Favorite Quote: Psalm 115:1 is tattooed on my right shoulder: ”Not unto us, O Lord, not to us, but to your Name be the glory.”
Hobbies:  Running up mountains, ultramarathons, and trails (MUT).

Education:
Scranton Central High School 1986
University of Valley Forge, B.S. Bible; Gordon-Conwell Theological Seminary, Masters of Divinity, 2003.  Currently enrolled in a Masters in Marriage and Family Therapy at Texas A&M.

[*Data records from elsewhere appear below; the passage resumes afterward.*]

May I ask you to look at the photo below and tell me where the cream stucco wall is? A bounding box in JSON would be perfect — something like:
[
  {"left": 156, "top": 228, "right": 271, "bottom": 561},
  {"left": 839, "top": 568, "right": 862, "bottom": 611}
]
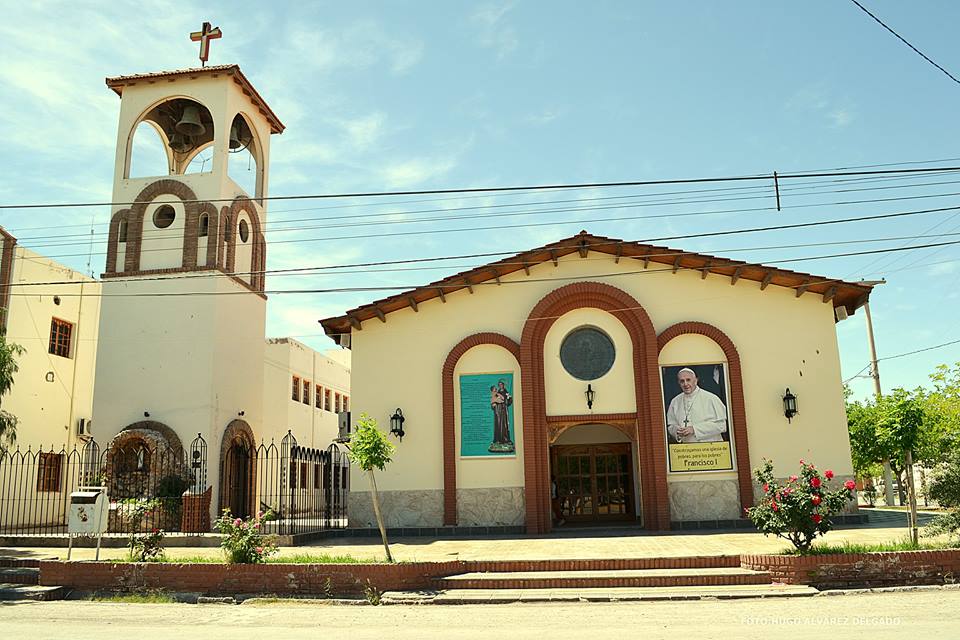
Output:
[
  {"left": 263, "top": 338, "right": 350, "bottom": 449},
  {"left": 3, "top": 247, "right": 100, "bottom": 451},
  {"left": 351, "top": 253, "right": 852, "bottom": 520}
]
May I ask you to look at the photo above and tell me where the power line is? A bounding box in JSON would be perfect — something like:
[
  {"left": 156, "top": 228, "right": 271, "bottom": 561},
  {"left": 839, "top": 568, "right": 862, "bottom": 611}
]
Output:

Family: Wife, Elizabeth; Children: Myles 18, Zoe 13,
P.J. 11, Meredith 9 and Paige 6.
Service: Enlisted in the Air Force after graduation.   Stationed at the Pentagon from 1987-1990.  Entered the U.S. Army Chaplain Corps as a reservist. Entered active duty as an army chaplain at Fort Bragg, NC. Deployed to Iraq, Southeast Baghdad with the 82nd Airborne Division, 2-505th Parachute Infantry Regiment (PIR).  Served in the Special Operations Psychological Operations Regiment (Airborne) deploying to Afghanistan twice.  From 2013-2015 stationed at Ft. Richardson, Alaska with the 4th Brigade Combat Team (Airborne), 25th Infantry Division, 1-40 Cavalry Regiment.  Deployed to Kosovo from 2014-2015.  The first 8.5 years I spent in the Active Duty Army were with Airborne and Special Operations.  I’ve made 29 Airborne Operation “Jumps” from C130s, C17, Chinook and Black Hawk Helicopters.  My most recent assignment was at Fort Carson, Colorado where I served as a Brigade Chaplain for the 4th Infantry Division Sustainment Brigade, and I recently returned from a 4 month deployment to Europe visiting Germany, Poland, Latvia, Romania, and Bulgaria.  I was the 4th Infantry Division (Forward-Deployed) Chaplain supervising Religious Support Operations for “Atlantic Resolve” to deter Russian aggression.  I have received the Bronze Star Medal for Iraq, the Combat Action Badge for being under fire, the target of the enemy in a war zone, and 3 Meritorious Service Awards. Besides being Airborne qualified, I have received Airborne wings from the following countries for performing Airborne Operations with them: Germany, Canada, Peru and Thailand.